Its gait was unhurried, effortless, as if the terrain offered no resistance. It kept perfect pace with the train, maintaining the same distance, its head held low, eyes locked on Akari’s window.

Her breath caught.

The wolf didn’t bare its teeth. It didn’t snarl or bark. There was no hunger in its posture, no aggression.

It watched.

The way a guard watches a gate. The way a sentry marks time.

The elderly woman seated across the aisle let out a sharp gasp.

She followed the woman’s gaze and saw fear bloom there, quick and unmistakable. The woman’s hand flew to her chest, fingers moving in the sign of the cross with trembling urgency.

“Naznačenie (An indication),” she whispered.

The word fell into the space between them, heavy and final.

Omen.

Designation.

The woman’s eyes flicked to Akari, and whatever she saw there seemed to confirm her worst suspicions. She gathered her bag with shaking hands, stood, and shuffled past without another word, her shoulder brushing the seat as if eager to put distance between them.

The compartment door slid shut behind her.

Akari didn’t look away from the window.

Her heart was beating faster now, but not with fear. A strange ache bloomed in her chest—deep, melancholic, familiar in a way she couldn’t explain. It felt like recognition without memory, like meeting someone whose name she had forgotten but whose presence her body remembered.
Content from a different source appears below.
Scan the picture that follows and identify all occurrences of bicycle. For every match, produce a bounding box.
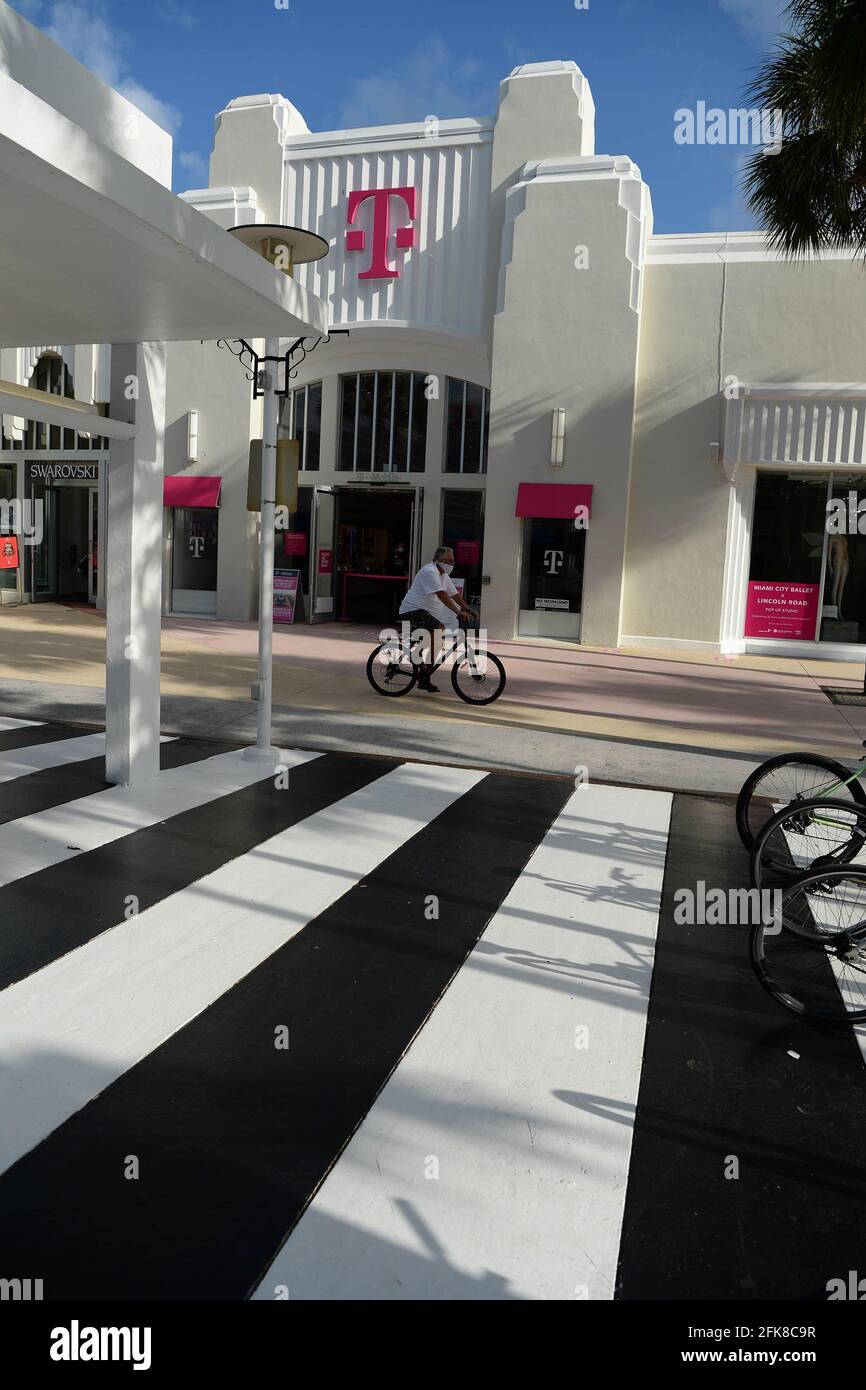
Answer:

She raised her hand and pressed her palm to the cold glass.

The wolf slowed.

Then it stopped.

For a moment, train and creature moved on without each other. The distance stretched, fragile and deliberate.

The wolf lifted its head.

Its jaws opened, throat working as it drew in breath. Akari saw the tension in its muscles, the powerful line of its neck, the silent force gathering there.

No sound reached her.

But she knew.

A howl poured from the wolf, felt rather than heard, a vibration that resonated in her bones. The creature held the pose for a heartbeat longer, eyes still fixed on her, and then turned.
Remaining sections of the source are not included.